OGC Standards Actions

  • Enhanced (netCDF4) data model voted in, press release announcement being prepared
  • CF conventions vote about to start
  • CF-netCDF encoding for Web Coverage Service has been drafted
  • Dicusson Paper published on Uncertainty Conventions for netCDF
  • OPenDAP access protocol needs to be coordinated
  • HDF encoding needs to be coordinated

New and Ongoing Collaborations:

  • NCAR GIS Program
  • Marine Metadata Interoperability (MMI) Project Steering Team
  • CUAHSI Standing Committee
  • UCAR wide representative to OGC Technical Committee
  • AGU ESSI Focus Group Board
  • ESIN Journal Editorial Board
  • Liaison to OOI Cyberinfrastructure Project
  • Several collaborations with EarthCube teams
  • Collaborative European / US effort on the Ocean Data Interoperability Platform
  • Potential collaboration with SDSC team on annotating datasets with information gained from support archives
  • Experimentation with ESSI Labs on use of brokering tier web services technology

At the time of the last meeting, we were disappointed to learn that the ODIP (Ocean Data Interoperability Platform) was not funded by the European Commission.   Since that time, ODIP has been chosen for funding, so this will be new collaborative initiative.   We are now working with San Diego Supercomputing Center and Woods Hole to get the US part of the project funded by NSF.  Unidata's technologies (especially THREDDS and netCDF) are part of the project and we also maintain a liaison role to make out community aware of the work an possible applications.

http://seadatanet.maris2.nl/newsletter.asp#70

Planned Activities

The next steps in the CF-netCDF are to complete the standardization process for the Enhanced Data Model and the CF extension.   With these as standards, work will resume on the extension to the Web Coverage Service (WCS) extension for CF-netCDF encoding.   In addition a discussion paper on netCDF conventions for encapsulating uncertainty information has been approved.   We await the outcome of the discussion to determine whether this will eventually be proposed as an additional extension to the netCDF core standard.   Work is likely to accelerate on collaborations with OPeNDAP and HDF who are now active in the OGC.   An approach for dealing with the HDF5 encoding of the netCDF enhanced data model is still being sought..

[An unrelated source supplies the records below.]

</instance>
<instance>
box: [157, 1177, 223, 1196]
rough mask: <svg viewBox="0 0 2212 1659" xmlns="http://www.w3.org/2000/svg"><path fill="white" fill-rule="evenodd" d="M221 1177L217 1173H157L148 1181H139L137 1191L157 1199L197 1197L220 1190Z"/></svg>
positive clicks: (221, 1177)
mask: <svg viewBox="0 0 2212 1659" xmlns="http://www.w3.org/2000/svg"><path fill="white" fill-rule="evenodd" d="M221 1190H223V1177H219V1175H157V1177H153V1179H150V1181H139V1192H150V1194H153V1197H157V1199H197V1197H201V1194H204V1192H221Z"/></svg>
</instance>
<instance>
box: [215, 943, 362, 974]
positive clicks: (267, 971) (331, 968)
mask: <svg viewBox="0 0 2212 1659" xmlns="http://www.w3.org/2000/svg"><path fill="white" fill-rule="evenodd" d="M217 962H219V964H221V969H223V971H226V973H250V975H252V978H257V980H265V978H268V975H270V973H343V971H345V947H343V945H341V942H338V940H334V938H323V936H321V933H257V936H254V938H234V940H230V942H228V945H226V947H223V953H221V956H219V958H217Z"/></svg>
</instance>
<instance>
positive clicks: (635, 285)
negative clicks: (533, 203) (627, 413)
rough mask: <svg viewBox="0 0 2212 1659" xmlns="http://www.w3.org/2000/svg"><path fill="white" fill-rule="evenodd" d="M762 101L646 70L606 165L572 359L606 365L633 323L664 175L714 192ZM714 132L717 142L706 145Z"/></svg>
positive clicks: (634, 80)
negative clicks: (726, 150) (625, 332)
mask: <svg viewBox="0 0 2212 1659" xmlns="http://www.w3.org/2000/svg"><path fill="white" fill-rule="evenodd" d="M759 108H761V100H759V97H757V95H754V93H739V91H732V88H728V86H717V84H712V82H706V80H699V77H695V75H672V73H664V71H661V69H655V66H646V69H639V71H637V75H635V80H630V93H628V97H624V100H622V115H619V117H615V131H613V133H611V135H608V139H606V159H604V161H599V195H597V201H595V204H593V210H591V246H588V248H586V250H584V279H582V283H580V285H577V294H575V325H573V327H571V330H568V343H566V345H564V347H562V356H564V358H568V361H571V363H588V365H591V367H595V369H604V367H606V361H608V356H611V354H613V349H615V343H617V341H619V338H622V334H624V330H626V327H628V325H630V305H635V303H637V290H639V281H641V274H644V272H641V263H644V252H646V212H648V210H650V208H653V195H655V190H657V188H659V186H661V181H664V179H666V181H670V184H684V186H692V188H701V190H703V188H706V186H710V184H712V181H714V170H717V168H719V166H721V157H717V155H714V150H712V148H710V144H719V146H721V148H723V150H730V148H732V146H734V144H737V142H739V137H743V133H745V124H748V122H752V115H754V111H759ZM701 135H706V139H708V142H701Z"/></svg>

Based on an earlier policy committee meeting presentation, I created a white paper based on my "Data Interactive Publications" presentation which seemed to be well received.  It's available at

https://sites.google.com/site/datainteractivepublications/home/white-paper-on-data-interactive-publications

Considerable support for this concept developed at the charrette and the concept was moved forward by a team lead by Tanu Malik of the University of Chicago.   However, it was not among the Expressions of Interest encouraged to submit an EAGER proposal.   The group is considering publishing an article based on the EarthCube whitepaper and subsequent work in an online journal.

A follow up presentation on this topic was presented as a keynote at the triennial Unidata User Workshop.

Relevant Metrics

  • One more netCDF-related OGC international standard (netCDF 4 data model)
  • One more netCDF-related OGC international standard well into the pipleline (CF conventions)
  • The list of "other collaborations above includes a dozen organizations we have regular interactions with.  In most cases, our interactions are as representatives of our community on their steering or policy groups, so we have at least some voice in their direction.
  • Over the years of these standardization efforts, ESRI has incorporated the netCDF among the input and output formats that their arcGIS tools work with directly.  This represents a user community that numbers in the millions, but it isn't possible for us to measure how many of those users now use it to access our data.
  • The standards efforts enable us to collaborate on an ongoing basis with dozens of international organizations -- especially those represented in the OGC MetOceans, Earth System Science, and Hydrology Domain Working Groups.